Fenestrated Basilic Vein Traversed by a Rare Variant of the Medial Brachial Cutaneous Nerve
George Triantafyllou, George Tsakotos, Alexandros Samolis, Theodore Troupis, Maria Piagkou

TL;DR
A rare anatomical variation was found where a nerve crosses a fenestrated vein in the arm, which could affect medical procedures.
Contribution
A rare neurovascular variation involving a fenestrated basilic vein and a medial brachial cutaneous nerve communicating with the ulnar nerve is reported.
Findings
A fenestrated basilic vein was identified with a nerve branch crossing its fenestrated segment.
The variation likely results from developmental anomalies in venous and neural structures.

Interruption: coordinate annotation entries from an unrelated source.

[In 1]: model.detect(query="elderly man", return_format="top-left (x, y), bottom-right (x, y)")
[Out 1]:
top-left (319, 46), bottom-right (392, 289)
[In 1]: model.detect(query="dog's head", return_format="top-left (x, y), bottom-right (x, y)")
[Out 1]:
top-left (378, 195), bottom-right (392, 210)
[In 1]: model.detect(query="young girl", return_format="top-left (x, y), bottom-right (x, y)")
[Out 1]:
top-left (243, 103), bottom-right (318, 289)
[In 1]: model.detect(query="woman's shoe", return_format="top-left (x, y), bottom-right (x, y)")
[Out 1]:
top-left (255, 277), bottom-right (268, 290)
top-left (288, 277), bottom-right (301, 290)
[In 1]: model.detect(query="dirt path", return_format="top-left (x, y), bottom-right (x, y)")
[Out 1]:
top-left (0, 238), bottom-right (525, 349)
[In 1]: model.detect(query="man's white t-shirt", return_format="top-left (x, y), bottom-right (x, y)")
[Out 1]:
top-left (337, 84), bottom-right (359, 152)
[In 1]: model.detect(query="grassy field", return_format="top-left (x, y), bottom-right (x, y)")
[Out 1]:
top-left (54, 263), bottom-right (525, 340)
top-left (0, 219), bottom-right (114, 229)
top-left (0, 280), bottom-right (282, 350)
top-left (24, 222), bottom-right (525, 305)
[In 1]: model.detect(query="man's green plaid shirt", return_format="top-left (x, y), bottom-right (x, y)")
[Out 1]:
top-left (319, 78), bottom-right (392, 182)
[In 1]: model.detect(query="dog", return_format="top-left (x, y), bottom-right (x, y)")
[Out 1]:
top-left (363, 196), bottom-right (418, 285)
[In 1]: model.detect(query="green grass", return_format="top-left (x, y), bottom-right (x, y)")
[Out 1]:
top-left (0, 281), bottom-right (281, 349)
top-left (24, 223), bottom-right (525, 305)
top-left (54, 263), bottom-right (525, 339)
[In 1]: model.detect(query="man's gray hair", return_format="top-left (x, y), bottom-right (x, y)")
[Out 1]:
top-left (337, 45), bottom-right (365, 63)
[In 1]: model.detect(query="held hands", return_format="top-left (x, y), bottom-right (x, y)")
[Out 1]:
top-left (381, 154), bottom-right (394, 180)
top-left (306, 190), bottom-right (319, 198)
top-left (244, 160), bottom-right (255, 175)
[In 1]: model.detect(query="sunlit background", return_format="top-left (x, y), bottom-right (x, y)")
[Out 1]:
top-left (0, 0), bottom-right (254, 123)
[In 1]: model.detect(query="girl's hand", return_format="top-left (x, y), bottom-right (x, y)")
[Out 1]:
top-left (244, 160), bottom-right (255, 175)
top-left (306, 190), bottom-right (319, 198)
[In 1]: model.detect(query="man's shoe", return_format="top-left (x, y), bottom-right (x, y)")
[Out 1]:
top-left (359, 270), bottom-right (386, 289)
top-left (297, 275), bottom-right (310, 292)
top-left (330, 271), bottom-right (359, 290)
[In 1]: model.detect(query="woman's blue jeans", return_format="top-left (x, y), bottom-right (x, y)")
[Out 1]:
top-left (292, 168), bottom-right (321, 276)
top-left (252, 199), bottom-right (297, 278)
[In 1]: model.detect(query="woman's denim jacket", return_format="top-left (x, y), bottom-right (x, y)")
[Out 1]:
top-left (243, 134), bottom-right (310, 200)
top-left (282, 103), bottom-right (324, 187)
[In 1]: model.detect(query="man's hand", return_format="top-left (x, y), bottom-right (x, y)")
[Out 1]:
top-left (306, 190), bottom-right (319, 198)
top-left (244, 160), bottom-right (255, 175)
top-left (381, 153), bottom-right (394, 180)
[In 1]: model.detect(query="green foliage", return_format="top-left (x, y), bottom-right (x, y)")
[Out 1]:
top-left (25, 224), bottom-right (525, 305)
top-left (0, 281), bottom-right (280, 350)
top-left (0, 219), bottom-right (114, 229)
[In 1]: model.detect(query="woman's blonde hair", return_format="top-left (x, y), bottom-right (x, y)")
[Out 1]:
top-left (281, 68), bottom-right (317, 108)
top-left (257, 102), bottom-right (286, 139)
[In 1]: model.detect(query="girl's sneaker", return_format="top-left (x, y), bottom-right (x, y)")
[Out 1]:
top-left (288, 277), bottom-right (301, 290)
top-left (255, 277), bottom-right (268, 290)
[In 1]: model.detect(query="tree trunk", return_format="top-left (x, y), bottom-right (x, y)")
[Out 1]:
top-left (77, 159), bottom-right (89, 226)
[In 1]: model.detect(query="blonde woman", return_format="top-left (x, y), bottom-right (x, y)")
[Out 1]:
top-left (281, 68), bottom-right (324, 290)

This anatomical variant may impact venous catheterization and nerve block procedures.
Abstract
Variations of the upper limb’s neurovascular structures hold significant clinical relevance for surgical, anesthetic, and vascular procedures. Although variations in the formation and branching of the brachial plexus and venous architecture of the arm are common, neurovascular crossings involving venous fenestrations are exceptionally rare. During a routine cadaveric dissection of a 68-year-old male, a fenestrated basilic vein (BV) was identified on the right arm, approximately 12.7 mm distal to the inferior border of the pectoralis minor muscle. The fenestration measured 17.6 mm in length and consisted of distinct medial and lateral limbs. One brachial vein drained into the lateral limb, while the other joined the BV distal to the fenestration. At the same level, the medial brachial cutaneous nerve (MBCN) was formed by its typical medial root and a lateral variant branch communicating…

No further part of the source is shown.